As you can see, NSDataDetector has no problem to extract US-addresses. Why is it faring so much worse with Indian addresses that it doesn't even find the country name?
I cannot tell you how it works — the fact, that NSDataDetector
inherits NSRegularExpression
may suggest that it uses a set of regular expressions, but I honestly doubt that (e.g. the detector for date-types uses information that is sprinkled throughout longer blocks of text, so that it appears more likely that there is some natural language clustering and processing going on under the hood).

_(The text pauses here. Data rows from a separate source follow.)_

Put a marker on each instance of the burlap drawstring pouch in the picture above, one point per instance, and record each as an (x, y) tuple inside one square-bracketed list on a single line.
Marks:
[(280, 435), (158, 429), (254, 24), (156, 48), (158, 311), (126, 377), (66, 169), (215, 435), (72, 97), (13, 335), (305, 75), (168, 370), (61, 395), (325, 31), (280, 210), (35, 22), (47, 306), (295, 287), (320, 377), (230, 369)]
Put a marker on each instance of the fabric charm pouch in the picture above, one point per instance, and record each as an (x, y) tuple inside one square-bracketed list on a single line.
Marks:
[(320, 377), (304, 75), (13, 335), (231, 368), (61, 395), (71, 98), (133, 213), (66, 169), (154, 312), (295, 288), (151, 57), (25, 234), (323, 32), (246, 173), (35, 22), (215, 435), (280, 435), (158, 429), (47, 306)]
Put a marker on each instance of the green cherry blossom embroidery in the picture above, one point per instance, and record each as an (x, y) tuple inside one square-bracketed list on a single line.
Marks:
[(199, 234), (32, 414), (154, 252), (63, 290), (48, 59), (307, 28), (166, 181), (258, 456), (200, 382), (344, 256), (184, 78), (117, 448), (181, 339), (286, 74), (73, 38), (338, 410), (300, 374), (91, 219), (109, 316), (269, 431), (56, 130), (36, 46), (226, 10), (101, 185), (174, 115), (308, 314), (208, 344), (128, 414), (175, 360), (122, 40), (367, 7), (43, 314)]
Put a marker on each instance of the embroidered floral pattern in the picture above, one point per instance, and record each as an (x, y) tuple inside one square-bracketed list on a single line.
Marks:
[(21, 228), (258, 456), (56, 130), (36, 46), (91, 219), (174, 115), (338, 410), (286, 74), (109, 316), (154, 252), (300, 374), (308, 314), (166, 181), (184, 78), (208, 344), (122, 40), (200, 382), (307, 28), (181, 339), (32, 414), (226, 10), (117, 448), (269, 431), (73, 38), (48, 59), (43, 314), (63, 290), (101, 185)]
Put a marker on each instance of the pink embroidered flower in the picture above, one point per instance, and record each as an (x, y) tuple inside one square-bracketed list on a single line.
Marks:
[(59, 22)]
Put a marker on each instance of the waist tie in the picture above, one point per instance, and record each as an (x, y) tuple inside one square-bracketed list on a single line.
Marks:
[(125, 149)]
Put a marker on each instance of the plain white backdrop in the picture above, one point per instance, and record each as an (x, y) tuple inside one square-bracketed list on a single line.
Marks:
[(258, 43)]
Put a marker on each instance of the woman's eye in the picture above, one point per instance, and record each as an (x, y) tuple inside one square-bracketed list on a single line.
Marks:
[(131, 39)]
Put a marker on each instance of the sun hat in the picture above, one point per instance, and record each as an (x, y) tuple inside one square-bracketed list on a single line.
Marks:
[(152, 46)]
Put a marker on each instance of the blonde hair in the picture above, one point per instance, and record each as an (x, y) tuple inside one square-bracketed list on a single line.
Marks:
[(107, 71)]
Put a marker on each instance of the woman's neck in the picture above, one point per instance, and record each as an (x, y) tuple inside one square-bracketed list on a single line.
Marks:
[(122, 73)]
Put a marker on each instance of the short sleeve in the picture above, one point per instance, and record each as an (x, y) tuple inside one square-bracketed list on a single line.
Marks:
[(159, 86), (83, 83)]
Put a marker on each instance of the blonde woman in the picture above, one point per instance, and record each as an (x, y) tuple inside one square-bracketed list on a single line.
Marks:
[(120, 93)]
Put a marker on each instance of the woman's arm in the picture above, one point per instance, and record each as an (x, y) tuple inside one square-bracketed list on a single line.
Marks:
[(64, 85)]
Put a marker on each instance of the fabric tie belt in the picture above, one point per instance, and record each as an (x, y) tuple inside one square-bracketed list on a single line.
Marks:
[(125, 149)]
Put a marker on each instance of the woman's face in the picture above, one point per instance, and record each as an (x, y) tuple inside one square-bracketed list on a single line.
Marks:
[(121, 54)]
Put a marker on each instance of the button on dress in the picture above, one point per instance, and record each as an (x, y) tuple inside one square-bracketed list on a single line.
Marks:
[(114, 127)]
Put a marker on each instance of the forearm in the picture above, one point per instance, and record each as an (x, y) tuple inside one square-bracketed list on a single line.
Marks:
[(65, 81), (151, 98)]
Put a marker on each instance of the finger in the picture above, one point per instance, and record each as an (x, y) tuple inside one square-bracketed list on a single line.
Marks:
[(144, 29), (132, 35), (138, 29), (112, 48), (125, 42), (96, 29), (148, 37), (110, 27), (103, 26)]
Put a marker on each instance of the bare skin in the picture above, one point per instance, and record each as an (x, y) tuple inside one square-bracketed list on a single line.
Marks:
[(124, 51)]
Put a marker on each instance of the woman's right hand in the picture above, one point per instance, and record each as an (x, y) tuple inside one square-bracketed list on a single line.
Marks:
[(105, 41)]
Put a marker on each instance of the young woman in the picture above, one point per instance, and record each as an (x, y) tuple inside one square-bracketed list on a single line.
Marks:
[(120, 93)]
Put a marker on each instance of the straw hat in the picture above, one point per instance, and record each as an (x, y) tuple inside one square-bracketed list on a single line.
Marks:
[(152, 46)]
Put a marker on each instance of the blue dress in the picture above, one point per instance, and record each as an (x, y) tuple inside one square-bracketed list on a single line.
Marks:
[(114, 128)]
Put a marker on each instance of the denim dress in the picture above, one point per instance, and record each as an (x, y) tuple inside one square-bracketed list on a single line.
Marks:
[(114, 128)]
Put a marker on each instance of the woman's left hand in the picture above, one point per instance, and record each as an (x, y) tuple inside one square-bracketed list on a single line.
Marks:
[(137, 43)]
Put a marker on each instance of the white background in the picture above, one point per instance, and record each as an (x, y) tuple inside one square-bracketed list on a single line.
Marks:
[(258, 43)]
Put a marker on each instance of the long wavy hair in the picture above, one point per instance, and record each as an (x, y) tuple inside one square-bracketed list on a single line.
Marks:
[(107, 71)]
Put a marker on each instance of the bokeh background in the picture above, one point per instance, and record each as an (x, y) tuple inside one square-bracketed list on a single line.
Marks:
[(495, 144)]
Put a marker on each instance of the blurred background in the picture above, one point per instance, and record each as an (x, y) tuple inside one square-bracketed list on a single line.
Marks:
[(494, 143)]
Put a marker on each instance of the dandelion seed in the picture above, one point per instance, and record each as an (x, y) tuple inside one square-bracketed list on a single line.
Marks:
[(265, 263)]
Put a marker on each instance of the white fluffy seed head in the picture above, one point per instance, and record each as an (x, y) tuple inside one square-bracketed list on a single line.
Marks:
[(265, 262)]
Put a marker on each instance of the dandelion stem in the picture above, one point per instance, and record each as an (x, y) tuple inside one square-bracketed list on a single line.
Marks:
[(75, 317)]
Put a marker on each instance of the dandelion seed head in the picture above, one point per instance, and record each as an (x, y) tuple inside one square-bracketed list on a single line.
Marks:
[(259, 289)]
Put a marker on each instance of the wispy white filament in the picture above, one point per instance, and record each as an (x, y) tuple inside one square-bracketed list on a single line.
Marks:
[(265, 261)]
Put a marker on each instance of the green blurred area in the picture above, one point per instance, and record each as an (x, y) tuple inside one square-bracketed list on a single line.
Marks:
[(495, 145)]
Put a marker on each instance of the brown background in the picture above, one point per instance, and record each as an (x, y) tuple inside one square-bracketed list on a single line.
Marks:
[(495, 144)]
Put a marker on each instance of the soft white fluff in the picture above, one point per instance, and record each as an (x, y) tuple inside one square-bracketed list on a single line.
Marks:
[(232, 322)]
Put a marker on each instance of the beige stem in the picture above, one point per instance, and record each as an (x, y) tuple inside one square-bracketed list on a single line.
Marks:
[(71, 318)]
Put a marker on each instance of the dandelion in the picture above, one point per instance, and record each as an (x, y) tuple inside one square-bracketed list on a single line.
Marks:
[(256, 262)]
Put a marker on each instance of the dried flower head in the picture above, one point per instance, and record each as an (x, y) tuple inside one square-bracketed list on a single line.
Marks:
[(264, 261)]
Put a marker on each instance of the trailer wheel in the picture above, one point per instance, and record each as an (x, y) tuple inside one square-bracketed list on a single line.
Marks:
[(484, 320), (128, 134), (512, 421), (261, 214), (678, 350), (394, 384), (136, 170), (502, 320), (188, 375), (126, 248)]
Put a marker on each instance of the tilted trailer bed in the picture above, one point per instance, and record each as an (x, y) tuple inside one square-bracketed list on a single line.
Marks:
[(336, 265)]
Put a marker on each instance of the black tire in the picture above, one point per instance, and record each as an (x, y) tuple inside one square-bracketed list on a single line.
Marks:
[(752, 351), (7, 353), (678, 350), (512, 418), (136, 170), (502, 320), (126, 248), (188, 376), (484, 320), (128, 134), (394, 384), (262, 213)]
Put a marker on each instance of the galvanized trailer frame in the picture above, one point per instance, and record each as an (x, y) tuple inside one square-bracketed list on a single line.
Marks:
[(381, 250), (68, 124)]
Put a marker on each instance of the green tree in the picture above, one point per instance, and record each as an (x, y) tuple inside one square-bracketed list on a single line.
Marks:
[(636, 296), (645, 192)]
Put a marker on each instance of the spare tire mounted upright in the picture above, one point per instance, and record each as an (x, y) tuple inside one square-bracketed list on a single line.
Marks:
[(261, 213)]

The main reason why it works better with American addresses, I suppose, is as simple as it is boring:
Apple is a US-based company and (with the exception of Jonathan Ive, who is British) every of its top-level executives is a North-American. Therefore, it's of little surprise that their approach is "US/North-American First" [1].
It's the reason why the design of the power-brick is so elegant when using the compact US connector (where the prongs fold in) — and looks so clumsy with almost any other...
The other reason is that Apple — like anyone else — ships as soon as they can:
If they have something working for their US customers but not for the rest, why not ship it for them and add support for other locales via software updates later?
With regards to your problem, what may or may not help (read: "I didn't bother testing") with the detection of addresses is that the user set the locale of their device appropriately.
If — and only if — you find out that this has a positive impact on your results, you could then check whether the country part of [[NSLocale currentLocale] localeIdentifier]
equals IN
and (in case it doesn't) prompt the user to change that in the "Settings" app, otherwise.
If that's not proving to be useful, you've got to Roll-Your-Own™...
(1) The major notable exception to this rule was the choice of the base-band technology for the original iPhone, where favoring GSM over CDMA may have been a disadvantage locally but the key to success globally.